Vital. O tesouro que nasce na Serra de Montejunto
Depois de Vilar é sempre a subir. O alcatrão começa a ficar cada vez mais estreito e à medida que travessamos as aldeias de Avenal e Pereiro, sucedem-se aqueles ganchos que permitem à carrinha dobrar a serra. Estamos a galgar Montejunto e é precisamente em Pereiro que apontamos a um caminho de terra batida e ao que vamos: uma vinha. Esta é a encosta poente da Serra de Montejunto. Existem uns pinheiros por aí acima, inclinados pelas nortadas, até à estrada que atravessa o maciço e nos leva depois ao topo, ao Areeiro e ao Quartel; estamos bem expostos ao vento que nos chega do mar – as rajadas de noroeste costumam batem forte por aqui – mas estas videiras velhas, 40 anos e mais, aguentam-se, teimam em resistir, mesmo sem armação. A casta? Uma verdadeira relíquia: Vital!

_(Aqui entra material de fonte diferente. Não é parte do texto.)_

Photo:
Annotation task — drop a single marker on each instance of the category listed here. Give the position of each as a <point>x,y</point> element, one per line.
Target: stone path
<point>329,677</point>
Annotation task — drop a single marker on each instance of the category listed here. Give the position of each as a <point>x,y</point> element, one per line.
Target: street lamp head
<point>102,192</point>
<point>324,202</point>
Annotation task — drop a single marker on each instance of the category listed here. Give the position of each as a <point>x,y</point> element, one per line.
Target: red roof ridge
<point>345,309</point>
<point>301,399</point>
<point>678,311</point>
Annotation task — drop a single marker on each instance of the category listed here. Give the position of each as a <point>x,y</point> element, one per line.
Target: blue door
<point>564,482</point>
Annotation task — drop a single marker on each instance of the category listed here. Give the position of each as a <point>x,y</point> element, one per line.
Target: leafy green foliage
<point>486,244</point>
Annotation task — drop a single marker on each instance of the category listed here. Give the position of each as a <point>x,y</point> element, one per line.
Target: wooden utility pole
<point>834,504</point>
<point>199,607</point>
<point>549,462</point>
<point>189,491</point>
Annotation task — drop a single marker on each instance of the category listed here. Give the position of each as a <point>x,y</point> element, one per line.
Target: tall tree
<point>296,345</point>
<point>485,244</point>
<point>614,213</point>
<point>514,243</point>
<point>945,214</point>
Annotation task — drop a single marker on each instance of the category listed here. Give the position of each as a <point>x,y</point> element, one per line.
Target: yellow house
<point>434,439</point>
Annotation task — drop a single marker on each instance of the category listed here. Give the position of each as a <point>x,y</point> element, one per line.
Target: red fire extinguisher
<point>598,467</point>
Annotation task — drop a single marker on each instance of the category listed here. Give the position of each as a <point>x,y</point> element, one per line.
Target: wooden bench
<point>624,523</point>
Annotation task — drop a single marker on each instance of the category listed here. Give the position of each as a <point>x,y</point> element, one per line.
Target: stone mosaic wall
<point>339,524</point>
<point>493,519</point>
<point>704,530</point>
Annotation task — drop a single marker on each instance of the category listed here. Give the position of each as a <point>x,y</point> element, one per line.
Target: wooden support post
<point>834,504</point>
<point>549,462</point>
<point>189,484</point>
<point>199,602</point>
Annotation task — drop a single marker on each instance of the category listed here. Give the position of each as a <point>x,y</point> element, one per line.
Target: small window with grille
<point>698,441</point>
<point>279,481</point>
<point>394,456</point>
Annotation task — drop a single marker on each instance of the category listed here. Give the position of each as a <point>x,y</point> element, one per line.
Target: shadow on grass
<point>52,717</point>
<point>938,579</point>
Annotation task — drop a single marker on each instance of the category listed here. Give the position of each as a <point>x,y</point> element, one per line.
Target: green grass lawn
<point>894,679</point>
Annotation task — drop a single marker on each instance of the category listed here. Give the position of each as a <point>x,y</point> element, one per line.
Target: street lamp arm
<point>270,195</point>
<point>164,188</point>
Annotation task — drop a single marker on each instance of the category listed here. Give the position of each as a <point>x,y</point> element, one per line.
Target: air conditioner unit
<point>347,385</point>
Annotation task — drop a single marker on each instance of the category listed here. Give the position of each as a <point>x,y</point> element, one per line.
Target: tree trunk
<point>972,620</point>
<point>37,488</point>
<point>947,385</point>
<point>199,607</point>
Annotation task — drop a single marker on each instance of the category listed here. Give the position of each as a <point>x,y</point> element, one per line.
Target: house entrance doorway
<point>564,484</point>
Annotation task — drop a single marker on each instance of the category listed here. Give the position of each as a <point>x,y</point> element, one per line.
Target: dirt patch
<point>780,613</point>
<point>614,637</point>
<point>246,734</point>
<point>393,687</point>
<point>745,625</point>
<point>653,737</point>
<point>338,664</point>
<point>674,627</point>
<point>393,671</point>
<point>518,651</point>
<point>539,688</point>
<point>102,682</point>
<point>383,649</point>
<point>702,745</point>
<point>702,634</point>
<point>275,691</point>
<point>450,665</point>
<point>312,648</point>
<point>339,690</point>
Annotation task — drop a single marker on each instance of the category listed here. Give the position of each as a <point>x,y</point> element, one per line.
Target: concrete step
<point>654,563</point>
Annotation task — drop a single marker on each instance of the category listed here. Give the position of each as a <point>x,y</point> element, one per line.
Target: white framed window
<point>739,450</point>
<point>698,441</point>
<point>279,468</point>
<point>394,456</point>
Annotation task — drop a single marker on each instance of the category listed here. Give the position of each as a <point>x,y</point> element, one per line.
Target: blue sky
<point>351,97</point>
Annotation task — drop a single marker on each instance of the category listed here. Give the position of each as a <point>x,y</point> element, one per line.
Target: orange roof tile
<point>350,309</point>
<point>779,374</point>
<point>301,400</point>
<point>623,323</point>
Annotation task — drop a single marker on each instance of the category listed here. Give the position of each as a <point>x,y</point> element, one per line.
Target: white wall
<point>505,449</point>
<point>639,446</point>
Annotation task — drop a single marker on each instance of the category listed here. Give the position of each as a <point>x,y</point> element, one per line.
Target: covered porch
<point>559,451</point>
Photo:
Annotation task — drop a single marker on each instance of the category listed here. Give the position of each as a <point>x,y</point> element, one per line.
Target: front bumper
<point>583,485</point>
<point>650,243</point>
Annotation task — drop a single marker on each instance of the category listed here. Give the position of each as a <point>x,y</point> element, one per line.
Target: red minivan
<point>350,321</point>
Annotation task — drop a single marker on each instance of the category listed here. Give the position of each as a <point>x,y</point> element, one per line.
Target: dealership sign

Já tinha ouvido falar nas vinhas Vital, originais aqui de Montejunto, hoje uma verdadeira raridade que se diz sobreviver nuns curtos 20 hectares. Algumas das adegas emblemáticas desta zona fizeram, e algumas ainda fazem, vinhos excelentes com esta casta. Mas ao longo das décadas, contudo, o cultivo do Vital foi progressivamente abandonado, por se tratar de uma casta difícil, vulnerável à humidade e às doenças e, portanto, de qualidade e produtividade muito irregular. A questão é que o oposto também é possível. Há uns tempos, aliás, provei um Vital sublime, do Casal Figueira, um branco velho, cheio de notas misteriosas, mas muito mineral e fresco. Estamos a falar daqueles vinhos brancos que se revelam extraordinários com os anos e mais anos em garrafa. E agora, graças a um bom amigo da AdegaMãe, o Licínio, entusiasta dos vinhos brancos de Lisboa, tive finalmente a oportunidade de ir à descoberta destas uvas.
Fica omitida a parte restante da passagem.